The purchase agreement settlement scheme comprises cash payments totaling CA$1,260,000 and the issuance of common shares valued at CA$0.80 per share with a total value of CA$2,790,000. Of the CA$1,260,000 cash payment, CA$720,000 will be paid upon closing, while CA$270,000 will be settled on December 31, 2015. The remaining CA$270,000 is to be settled within six months after Dec.31, 2015.
Earn-out payments will be equal to the Net Income that Chelbis will realize for the 12-month periods ending December 31, 2015 and December 31, 2016. Mode of payment in settling the earn-out consideration is at the discretion of Contagious Gaming, which could be either in cash and paid within 60 days after completion of Chelbis’ year-end audited financial statements, or through the issuance of common stocks. The value of which, will be based on a 10-day volume weighted average price of common stocks being traded at TSX or at the TSX Venture Exchange, and determined before the delivery of the year’s audited financial statements.

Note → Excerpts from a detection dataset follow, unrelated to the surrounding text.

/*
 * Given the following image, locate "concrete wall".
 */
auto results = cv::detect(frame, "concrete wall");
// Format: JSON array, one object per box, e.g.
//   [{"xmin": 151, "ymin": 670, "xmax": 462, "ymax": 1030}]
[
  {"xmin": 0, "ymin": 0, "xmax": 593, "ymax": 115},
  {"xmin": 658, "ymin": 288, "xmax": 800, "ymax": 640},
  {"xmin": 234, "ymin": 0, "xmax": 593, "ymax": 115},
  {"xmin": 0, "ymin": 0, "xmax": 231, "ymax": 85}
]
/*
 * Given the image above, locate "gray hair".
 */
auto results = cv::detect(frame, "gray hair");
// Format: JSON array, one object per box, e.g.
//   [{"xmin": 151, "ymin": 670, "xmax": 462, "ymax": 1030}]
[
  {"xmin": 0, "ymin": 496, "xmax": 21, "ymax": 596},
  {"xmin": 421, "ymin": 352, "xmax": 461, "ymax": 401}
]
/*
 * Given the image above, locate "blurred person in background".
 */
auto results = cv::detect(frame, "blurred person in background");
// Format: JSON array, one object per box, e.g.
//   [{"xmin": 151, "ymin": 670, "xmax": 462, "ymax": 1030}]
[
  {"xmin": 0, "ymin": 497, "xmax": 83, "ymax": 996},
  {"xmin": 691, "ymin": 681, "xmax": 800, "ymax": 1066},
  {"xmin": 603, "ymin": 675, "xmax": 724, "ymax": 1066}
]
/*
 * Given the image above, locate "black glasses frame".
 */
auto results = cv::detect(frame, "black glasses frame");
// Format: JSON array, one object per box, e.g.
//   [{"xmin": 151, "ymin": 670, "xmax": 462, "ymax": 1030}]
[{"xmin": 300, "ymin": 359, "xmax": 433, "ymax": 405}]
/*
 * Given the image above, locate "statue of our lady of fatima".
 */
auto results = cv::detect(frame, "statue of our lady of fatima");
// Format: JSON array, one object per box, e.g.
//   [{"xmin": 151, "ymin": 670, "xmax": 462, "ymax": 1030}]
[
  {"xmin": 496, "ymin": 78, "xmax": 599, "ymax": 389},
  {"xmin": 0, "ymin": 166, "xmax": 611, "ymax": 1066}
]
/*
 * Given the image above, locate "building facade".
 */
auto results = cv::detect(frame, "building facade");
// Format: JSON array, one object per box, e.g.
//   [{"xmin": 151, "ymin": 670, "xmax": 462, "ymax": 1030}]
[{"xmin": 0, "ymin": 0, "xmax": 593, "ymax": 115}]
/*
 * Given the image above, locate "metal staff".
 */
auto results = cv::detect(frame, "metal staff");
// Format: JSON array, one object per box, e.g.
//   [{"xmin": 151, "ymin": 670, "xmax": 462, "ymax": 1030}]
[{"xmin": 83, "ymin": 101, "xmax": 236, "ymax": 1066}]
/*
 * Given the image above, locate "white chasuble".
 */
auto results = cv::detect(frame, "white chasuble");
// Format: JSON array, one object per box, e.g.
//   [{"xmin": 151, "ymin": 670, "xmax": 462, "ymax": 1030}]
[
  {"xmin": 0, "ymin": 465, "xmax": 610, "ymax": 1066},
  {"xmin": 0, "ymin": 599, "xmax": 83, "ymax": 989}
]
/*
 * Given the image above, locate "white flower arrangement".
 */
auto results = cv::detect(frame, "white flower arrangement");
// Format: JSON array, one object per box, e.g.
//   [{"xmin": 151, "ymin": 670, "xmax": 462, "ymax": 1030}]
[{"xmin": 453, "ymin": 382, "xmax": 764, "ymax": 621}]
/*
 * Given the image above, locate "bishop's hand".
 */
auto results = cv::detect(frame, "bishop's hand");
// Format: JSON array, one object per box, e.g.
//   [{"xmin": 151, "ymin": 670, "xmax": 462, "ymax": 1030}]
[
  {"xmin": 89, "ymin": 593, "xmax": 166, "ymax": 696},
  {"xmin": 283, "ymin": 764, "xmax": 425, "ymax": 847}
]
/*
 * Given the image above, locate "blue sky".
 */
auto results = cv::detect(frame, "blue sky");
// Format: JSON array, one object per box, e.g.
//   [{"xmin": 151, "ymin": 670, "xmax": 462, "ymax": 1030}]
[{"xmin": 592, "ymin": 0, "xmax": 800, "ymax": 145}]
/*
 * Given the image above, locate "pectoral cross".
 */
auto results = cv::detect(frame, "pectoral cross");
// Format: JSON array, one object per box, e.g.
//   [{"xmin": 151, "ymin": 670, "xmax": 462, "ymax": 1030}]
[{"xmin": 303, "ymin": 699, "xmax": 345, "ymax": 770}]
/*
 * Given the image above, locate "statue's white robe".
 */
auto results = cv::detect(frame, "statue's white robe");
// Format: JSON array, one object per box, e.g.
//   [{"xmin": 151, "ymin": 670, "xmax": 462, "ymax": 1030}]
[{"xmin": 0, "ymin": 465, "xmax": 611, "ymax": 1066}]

All payment stipulations are subject to adjustments and certain conditions including regulatory approval of the sale.
Contagious Gaming also made known that it granted Chelbis Board of Directors, officers, employees and consultants, a total of 3,900,000 in incentive stock options value dated September 2014, which is in accordance with the RTO proposal approved by shareholders in August 2014. The exercise of the purchase option is valid up to September 19, 2019 at CA$0.40 per share.
The CEO and Director of Contagious Gaming, Peter Glancy, shared his views about the Chelbis acquisition, commenting that it will materially increase shareholder value. He is optimistic that Chelbis’ online bingo business will diversify the firm’s revenue stream, and will provide continuing cash flow. The deal will allow them to capitalize on the interaction between the two gaming firms to achieve the goal of increasing margins and reducing expenditures. He is looking forward to the completion of the acquisition deal and in welcoming the Chelbis people as new shareholders of Contagious Gaming.
Madhu Avalur, the CEO of Chelbis, likewise expressed eagerness in joining the Contagious Gaming team, voicing his excitement in being able to create synergies and leverage the Ontario-based firm’s gaming platform and collection of game contents, in their drive to increase shareholder value.